Dr. Adebola, who was appointed ED towards the end of 2020, commended staff and board of the Institute under the chairmanship of Alhaji Abdullahi Jao, for the industrial harmony and level of growth it currently enjoys. He noted that his ultimate agenda is the transformation of CRIN to a one stop shop on the nation’s agriculture sector.
Speaking further the ED said his efforts are centred on human capital development as a means to helping the Institute realise its core research mandate. He pointed at improved power supply, 24-hour internet connectivity, establishment of an ultramodern Cocoa Flavour Laboratory and restoration of training programs as indications of institutional growth.
“We are doing our best to instill the culture of research, redeem the Institute’s battered image and get it back on its core mandate. With that, we are now looking at ways to increase the Internally Generated Revenue (IGR) of the Institute, so that we can reduce the funding gap which has been affecting our operations.
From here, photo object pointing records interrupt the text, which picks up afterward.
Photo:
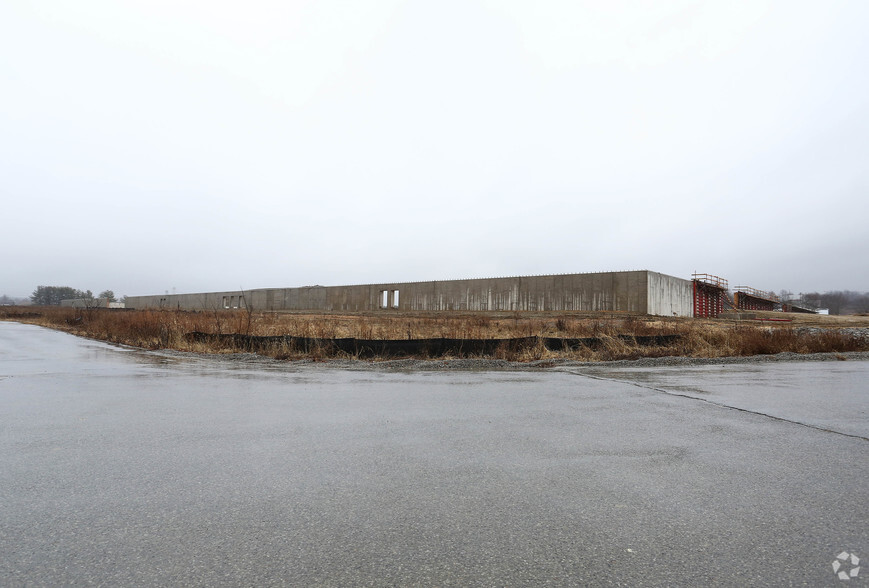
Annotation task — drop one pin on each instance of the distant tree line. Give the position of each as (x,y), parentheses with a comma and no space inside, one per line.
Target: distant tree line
(52,295)
(839,301)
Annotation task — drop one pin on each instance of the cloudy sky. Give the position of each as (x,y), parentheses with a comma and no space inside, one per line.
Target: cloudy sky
(152,146)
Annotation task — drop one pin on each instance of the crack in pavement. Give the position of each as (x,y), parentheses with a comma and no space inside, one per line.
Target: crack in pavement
(718,404)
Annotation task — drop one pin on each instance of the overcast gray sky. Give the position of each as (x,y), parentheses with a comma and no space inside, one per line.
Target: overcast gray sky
(156,145)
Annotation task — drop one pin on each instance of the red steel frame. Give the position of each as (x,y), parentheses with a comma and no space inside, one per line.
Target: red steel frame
(709,294)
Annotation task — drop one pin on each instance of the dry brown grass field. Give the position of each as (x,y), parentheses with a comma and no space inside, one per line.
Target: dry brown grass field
(757,333)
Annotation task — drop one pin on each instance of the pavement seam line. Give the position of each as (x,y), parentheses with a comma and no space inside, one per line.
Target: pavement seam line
(718,404)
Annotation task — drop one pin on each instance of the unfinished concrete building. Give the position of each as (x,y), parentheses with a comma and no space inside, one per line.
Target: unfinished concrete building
(641,292)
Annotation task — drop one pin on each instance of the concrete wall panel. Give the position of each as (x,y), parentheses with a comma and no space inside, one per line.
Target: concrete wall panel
(669,296)
(637,291)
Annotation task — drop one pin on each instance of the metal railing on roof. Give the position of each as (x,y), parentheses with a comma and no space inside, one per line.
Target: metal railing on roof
(762,294)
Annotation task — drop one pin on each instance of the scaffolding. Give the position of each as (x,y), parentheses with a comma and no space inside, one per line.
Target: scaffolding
(710,295)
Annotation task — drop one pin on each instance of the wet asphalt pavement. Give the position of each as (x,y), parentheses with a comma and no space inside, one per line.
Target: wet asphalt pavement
(125,468)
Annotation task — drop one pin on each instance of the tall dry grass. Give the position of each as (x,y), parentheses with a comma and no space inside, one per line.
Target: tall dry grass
(167,329)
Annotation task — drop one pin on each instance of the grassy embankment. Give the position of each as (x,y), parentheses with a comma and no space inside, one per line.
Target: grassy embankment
(166,329)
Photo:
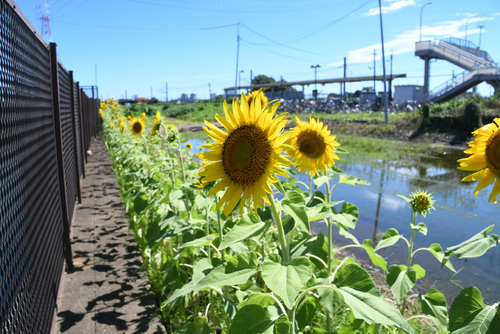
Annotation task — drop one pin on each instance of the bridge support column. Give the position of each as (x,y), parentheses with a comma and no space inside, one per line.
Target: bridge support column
(427,74)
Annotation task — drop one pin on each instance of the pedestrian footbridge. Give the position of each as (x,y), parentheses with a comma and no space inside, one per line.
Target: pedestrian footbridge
(478,65)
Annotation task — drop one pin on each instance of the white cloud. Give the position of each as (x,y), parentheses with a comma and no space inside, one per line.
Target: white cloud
(405,42)
(394,5)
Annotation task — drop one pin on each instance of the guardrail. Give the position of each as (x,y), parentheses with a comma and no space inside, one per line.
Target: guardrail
(46,122)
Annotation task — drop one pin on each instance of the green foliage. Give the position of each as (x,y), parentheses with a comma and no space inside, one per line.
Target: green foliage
(472,116)
(265,272)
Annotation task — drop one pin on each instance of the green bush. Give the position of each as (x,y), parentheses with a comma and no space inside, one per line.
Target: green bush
(472,116)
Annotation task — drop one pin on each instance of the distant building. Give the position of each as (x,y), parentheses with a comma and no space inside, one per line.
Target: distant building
(407,93)
(141,100)
(367,99)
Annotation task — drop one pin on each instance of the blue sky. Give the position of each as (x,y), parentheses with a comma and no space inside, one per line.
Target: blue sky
(138,46)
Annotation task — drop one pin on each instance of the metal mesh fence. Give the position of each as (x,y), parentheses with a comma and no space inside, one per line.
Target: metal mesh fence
(39,178)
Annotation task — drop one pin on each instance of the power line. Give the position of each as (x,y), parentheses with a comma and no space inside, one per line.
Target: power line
(326,26)
(271,51)
(278,43)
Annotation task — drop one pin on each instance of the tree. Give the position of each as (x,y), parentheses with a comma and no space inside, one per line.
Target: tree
(264,79)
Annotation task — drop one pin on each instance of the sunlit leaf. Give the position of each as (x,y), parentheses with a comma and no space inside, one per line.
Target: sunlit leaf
(286,280)
(475,246)
(376,259)
(433,304)
(248,227)
(469,314)
(251,319)
(401,279)
(365,301)
(294,205)
(420,227)
(391,236)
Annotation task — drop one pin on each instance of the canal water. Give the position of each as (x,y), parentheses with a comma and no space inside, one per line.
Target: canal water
(458,216)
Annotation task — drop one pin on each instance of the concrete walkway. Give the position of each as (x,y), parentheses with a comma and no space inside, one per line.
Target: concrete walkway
(107,292)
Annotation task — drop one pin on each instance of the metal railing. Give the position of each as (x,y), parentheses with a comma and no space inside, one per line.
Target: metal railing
(46,122)
(454,54)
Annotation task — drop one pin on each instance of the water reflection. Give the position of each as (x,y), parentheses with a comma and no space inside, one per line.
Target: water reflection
(458,216)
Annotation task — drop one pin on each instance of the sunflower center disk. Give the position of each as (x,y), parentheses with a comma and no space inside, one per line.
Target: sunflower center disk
(246,153)
(493,153)
(137,127)
(311,144)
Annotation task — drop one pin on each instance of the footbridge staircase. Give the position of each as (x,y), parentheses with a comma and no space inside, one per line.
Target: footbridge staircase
(478,65)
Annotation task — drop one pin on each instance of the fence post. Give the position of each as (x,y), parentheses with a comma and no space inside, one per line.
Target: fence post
(56,112)
(75,144)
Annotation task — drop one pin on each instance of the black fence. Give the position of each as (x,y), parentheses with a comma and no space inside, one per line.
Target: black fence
(46,123)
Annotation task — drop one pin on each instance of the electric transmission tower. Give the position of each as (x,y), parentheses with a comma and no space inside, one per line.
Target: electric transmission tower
(44,12)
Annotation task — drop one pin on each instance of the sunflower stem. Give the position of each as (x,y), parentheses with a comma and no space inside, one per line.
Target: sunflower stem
(410,255)
(330,250)
(181,160)
(281,232)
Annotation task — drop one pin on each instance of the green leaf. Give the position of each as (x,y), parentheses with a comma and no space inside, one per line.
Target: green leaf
(352,180)
(295,207)
(321,180)
(280,188)
(438,253)
(475,246)
(200,242)
(305,312)
(376,259)
(365,301)
(304,244)
(469,314)
(391,236)
(251,319)
(286,280)
(420,227)
(248,227)
(401,280)
(330,299)
(348,216)
(343,232)
(261,299)
(237,270)
(282,325)
(433,304)
(140,202)
(419,271)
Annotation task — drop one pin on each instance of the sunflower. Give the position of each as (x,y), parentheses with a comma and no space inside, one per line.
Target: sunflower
(122,123)
(485,159)
(263,98)
(312,147)
(245,157)
(137,126)
(156,124)
(421,202)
“CRIN is now fully back on track on its core mandate of research and development on the five mandate crops of Cocoa, Cashew, Coffee, Kola and Tea. Improved varieties of seedlings are being mass produced and distributed to farmers to boost production and improve the quality of their produce. Regular training of farmers and other stakeholders on Good Agricultural Practices (GAP) are also being carried out in effort to increase productivity and boost the income of farmers.”